Controversy over veterans-aid solicitors
Commissioners, DVF talk about Collier County Veterans ...
The veterans — or guys just dressed up like soldiers in camouflage — gaining notoriety for collecting donations from highway medians made their anticipated visit to this past week’s Collier County Commission meeting.
They made good on a $1,000 check-passing that they had scheduled two weeks earlier, with the no-show embarrassing the highly respected leader of the Collier County Veterans Council and raising new questions about the solicitors’ authenticity and credibility. A presenter said he was called away on a family emergency.

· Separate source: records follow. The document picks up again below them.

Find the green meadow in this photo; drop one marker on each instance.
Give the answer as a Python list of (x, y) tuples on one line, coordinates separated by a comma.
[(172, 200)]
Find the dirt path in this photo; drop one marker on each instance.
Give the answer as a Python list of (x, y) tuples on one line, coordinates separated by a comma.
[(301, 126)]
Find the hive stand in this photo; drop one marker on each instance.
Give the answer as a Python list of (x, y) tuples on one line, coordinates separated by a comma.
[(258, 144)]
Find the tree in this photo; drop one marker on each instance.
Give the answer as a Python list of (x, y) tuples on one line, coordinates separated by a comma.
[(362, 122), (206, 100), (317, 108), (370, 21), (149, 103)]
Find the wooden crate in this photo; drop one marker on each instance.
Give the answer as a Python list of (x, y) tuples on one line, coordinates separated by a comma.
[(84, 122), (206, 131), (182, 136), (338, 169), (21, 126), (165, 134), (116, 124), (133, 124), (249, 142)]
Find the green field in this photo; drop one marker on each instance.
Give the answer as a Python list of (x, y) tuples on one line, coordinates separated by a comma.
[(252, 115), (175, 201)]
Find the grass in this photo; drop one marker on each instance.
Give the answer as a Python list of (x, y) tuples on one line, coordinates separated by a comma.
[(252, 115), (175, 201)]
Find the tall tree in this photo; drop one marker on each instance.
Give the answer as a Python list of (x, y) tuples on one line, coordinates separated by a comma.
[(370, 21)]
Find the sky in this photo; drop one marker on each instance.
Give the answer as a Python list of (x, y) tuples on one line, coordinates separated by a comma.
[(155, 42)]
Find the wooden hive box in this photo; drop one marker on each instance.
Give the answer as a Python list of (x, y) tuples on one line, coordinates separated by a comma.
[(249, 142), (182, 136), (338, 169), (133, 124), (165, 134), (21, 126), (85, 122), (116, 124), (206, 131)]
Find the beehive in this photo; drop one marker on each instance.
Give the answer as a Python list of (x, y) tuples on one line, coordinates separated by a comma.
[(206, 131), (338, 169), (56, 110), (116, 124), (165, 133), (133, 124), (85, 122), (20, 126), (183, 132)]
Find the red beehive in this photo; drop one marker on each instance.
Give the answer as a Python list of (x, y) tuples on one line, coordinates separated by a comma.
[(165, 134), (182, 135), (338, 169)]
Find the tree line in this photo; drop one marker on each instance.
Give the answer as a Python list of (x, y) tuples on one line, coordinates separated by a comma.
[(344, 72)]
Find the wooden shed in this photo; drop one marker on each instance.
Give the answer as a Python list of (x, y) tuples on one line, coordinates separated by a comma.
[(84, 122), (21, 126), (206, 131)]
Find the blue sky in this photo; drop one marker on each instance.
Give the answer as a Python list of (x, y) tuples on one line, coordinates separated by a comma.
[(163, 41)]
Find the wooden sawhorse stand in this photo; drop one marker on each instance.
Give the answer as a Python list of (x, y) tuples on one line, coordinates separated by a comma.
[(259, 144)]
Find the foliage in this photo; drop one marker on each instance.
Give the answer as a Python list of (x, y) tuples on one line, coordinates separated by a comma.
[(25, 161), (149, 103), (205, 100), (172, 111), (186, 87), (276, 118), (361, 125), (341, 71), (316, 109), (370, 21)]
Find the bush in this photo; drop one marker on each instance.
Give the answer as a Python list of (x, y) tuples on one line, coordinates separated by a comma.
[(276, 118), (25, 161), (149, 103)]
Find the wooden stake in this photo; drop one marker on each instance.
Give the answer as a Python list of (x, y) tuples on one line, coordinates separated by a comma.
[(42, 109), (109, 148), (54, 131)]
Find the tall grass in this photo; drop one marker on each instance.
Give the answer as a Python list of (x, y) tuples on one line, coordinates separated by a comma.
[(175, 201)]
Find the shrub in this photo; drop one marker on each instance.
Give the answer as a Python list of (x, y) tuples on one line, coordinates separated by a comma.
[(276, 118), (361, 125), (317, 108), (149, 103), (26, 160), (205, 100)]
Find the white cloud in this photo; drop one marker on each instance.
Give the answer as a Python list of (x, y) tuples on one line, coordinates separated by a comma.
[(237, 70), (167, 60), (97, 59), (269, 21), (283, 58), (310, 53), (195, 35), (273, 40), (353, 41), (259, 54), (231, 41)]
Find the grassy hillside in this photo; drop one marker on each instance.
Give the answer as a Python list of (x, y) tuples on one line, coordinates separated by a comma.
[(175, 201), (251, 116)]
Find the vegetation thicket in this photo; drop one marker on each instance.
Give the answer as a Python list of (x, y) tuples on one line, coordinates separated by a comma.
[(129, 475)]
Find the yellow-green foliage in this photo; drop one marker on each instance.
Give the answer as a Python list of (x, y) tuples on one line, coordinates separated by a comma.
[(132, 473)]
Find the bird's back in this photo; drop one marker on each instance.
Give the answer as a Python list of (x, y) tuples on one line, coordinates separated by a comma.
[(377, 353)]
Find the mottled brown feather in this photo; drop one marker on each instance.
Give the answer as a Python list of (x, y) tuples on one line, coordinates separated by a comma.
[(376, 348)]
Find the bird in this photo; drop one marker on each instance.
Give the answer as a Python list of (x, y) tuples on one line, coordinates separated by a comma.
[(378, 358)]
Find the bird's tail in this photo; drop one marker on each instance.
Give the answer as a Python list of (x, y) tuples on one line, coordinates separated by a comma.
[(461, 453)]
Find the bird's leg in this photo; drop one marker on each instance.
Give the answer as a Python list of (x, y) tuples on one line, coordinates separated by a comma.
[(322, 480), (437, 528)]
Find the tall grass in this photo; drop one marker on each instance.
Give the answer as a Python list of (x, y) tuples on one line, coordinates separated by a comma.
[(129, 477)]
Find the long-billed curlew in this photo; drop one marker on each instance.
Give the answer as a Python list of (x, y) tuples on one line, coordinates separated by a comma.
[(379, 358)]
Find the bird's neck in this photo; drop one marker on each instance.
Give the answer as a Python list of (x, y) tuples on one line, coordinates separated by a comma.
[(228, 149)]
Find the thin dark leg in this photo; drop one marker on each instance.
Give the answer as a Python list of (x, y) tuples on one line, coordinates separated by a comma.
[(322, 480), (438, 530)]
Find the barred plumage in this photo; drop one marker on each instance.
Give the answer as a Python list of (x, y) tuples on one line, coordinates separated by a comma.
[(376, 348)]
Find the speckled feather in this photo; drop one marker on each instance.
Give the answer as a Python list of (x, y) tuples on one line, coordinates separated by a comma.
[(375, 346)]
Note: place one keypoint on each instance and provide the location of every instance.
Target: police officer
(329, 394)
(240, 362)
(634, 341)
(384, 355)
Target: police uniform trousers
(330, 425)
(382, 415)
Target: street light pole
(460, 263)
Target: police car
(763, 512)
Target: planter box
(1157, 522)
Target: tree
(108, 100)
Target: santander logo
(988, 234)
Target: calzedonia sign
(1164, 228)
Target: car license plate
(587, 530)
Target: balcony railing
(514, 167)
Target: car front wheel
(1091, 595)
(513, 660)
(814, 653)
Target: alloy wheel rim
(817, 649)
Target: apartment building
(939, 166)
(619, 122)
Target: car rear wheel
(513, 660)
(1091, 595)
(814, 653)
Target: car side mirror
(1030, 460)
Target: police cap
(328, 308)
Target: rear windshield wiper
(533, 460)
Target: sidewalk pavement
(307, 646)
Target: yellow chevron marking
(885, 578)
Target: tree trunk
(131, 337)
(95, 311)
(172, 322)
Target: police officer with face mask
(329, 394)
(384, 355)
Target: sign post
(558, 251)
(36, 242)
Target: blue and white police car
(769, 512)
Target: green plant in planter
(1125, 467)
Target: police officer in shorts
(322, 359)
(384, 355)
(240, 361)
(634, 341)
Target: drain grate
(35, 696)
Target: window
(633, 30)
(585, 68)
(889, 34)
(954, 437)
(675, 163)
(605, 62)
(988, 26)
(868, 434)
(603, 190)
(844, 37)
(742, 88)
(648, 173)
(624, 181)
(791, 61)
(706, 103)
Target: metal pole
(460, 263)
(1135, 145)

Advance word had it that commissioners and Veterans Council President Jim Elson would dig into the background of the Disabled Veterans Foundation of the Fort Lauderdale area and be ready with hard questions.
The questions turned out to be softballs, but the message got through: The county is cautious about these guys, and if they ask for another solicitation permit it will not come automatically.
Three military veterans — commissioners Fred Coyle, Frank Halas and Jim Coletta — wanted to know where the foundation’s money goes, whether members and solicitors are veterans and — this was a surprise — whether the foundation would be interested in adding a group home for down-and-out veterans here in Collier County, since it already has 10 of them with 70 beds in Broward.
Foundation representatives told commissioners that about 82 percent of money raised goes to veterans services.
The only news that I heard came from an interview later, when the founder said he actually owns the houses and the foundation pays him $30 per night per veteran as part of the services. He said he also contracts with Broward County to accommodate civilian homeless in the same houses at the same rate, which he stressed is lower than the $34 charged by shelters run by Veterans Affairs.
The military status of solicitors is still a fair question. After one of the foundation spokesmen complained of image problems due to profiteering by another east-coast organization employing non-veterans, and proclaiming all Disabled Veterans Foundation members are veterans, the leader, under questioning by Coyle, acknowledged that he is not. When I asked Jean-Luc Veraguas later why he was wearing a polo shirt with an embroidered American Legion logo, he said he is an honorary member of a Fort Lauderdale post.
A high-ranking member of the Collier County Sheriff’s Office, Chief Jim Bloom, had told me the week before that he has official knowledge of non-veterans among the solicitors. He said he stopped to question solicitors in camouflage fatigues in November and learned three of the five were not veterans. Bloom asked for names and did background checks. One of them, Bloom says, was wanted for battery on a law-enforcement officer in Broward and taken into custody.
Asked about that after the commission meeting, a foundation spokesman said that was then and this is now, and now he runs a tight ship.
Halas got a similar answer when asked whether it was the foundation out there collecting late last year when one solicitor would actually knock on car windows at red lights. Yes, and that guy is gone, commissioners were assured.
Coletta wondered aloud about the foundation opening a veterans shelter here, noting there are good real estate deals available.
Although the foundation men were caught off-guard and expressed some level of interest, the message from Colleta & Co. to these guys was clear: Don’t even think about coming back here unless you intend to make a real contribution here.
That is mild compared to the message coming from Bonita Springs, where City Council members are moving toward an outright ban — for safety reasons.
The commission encounter left the statesmanlike Jim Elson with little to say except “thank you” for everyone’s generosity and time. Later, he told me commissioners covered it and saying anything else would have been piling on.
At the courthouse, the foundation guys told me their next stop was to be the city of Naples to check on the status of their permit application there. A spokesman there confirmed they came to see the chief, Tom Weschler, without an appointment, and he was not there. The spokesman said he knew of no plans to reschedule and there was no news to report on the permit.
No news, that is, until Thursday, when the spokesman said the city planning department had found a ban on soliciting from the public right of way.
In the meantime, we’ll see how it plays out in Bonita, where a foundation official was headed Thursday to hand yet another $1,000 check to a veterans organization.